Le journal de gauche Publico titre: "Des balles contre des votes", tandis que le conservateur ABC affirme qu'"ETA +vote+ d'un tir dans la nuque et la terreur recommence à marquer les élections".
Vendredi en début d'après-midi, Isaias Carrasco, ancien conseiller municipal de Mondragon (nord), a été abattu près de son domicile dans la petite ville basque. L'assassinat, non revendiqué, a été attribué à l'ETA. Les partis politiques ont mis un terme abrupt à leur campagne électorale.

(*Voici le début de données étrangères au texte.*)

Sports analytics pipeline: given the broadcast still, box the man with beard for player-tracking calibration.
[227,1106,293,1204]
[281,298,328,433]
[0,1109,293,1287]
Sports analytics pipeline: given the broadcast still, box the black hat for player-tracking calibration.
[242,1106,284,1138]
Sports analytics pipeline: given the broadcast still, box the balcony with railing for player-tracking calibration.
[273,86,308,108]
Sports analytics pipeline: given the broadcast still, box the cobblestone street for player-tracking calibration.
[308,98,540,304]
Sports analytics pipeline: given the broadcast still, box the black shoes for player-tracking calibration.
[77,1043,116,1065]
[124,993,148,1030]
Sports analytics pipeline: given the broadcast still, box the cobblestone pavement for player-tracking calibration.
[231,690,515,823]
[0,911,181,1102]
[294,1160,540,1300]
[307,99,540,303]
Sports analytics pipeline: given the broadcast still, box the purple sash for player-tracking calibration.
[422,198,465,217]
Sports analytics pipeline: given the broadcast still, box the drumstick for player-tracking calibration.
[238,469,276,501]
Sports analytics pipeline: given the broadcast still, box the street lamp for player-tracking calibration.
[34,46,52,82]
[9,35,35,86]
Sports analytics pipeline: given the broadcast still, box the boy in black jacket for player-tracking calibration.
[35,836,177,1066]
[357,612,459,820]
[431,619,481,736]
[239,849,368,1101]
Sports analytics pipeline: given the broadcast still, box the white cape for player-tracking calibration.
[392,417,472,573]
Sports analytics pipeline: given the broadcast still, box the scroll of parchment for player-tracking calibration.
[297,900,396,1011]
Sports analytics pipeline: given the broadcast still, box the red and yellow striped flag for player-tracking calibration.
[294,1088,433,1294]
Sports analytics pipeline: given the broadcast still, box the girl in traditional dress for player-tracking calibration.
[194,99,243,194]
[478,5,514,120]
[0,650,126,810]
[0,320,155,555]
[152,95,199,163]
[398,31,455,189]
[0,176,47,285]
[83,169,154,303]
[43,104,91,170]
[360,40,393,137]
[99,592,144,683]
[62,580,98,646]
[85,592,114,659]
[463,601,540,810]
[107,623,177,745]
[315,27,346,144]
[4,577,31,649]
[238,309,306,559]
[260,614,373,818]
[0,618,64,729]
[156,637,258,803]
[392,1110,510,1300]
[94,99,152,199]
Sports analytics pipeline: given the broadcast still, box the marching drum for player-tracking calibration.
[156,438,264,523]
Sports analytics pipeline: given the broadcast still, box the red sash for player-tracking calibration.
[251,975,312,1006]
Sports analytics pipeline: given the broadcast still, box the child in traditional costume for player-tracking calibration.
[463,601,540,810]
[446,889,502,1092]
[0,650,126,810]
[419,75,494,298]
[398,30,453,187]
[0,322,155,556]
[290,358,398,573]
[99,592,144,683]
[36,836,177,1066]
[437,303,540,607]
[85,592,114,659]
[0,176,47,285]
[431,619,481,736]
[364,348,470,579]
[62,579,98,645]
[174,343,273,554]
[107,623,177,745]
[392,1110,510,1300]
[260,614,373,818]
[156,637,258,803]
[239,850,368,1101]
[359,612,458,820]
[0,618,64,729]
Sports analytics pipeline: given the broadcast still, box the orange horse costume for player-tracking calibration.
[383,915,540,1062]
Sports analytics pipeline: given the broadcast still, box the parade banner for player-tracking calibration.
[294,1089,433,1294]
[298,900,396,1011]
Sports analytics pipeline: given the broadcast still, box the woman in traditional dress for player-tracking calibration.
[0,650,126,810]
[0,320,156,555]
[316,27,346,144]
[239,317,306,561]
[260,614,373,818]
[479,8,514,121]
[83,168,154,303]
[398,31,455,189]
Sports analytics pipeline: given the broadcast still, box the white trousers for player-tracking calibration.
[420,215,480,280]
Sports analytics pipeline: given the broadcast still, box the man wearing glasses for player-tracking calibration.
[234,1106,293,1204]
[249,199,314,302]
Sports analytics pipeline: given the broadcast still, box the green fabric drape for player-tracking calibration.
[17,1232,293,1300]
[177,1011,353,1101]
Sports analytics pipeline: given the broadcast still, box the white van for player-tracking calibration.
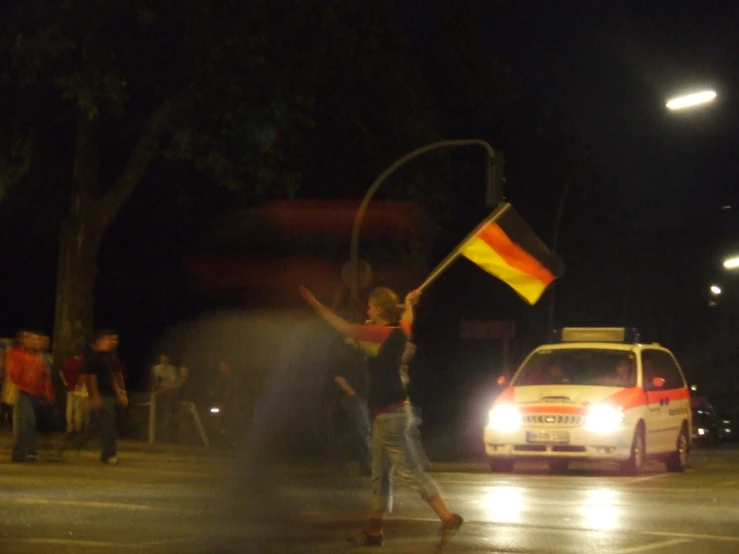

Plusieurs journaux font un parallèle entre cet attentat et ceux du 11 mars 2004, lorsque des bombes posées par des islamistes dans des trains de banlieue à Madrid avaient tué 191 personnes à trois jours des précédentes élections législatives.
"Comme quatre ans auparavant, le rendez-vous aux urnes est souillé de sang par l'action vile du terrorisme, cette fois-ci de la main d'un lâche pistoléro de l'ETA", écrit El Pais dans son éditorial.
"ETA cherche son 11 mars", selon le journal catalan La Vanguardia (centre-droit), en référence aux attentats de 2004, qui avaient changé la donne du scrutin en portant au pouvoir à la surprise générale le socialiste José Luis Rodriguez Zapatero.
Plusieurs journaux publient une photo prise à l'instant où M. Zapatero apprend l'assassinat lors d'un meeting électoral à Malaga (sud). "José Luis, tu dois sortir rapidement, ils ont abattu un élu socialiste, nous ne savons rien de plus", sont les mots glissés à l'oreille de M. Zapatero, visage fermé et regard vague, par le président socialiste de la région Andalousie.
Des journaux lancent aussi un appel civique au vote, relayant le message de tous les partis politiques représentatifs et des syndicats.
"Des votes pour défaire ETA" demande ABC dans son éditorial. "Face à l'ETA, participation massive", réclame le journal catalan de gauche El Periodico.
Samedi est une journée de réflexion pour les 35 millions d'électeurs espagnols qui pourront voter dimanche, soit pour reconduire M. Zapatero, soit donner le pouvoir au conservateur de droite du Parti populaire (PP) Mariano Rajoy.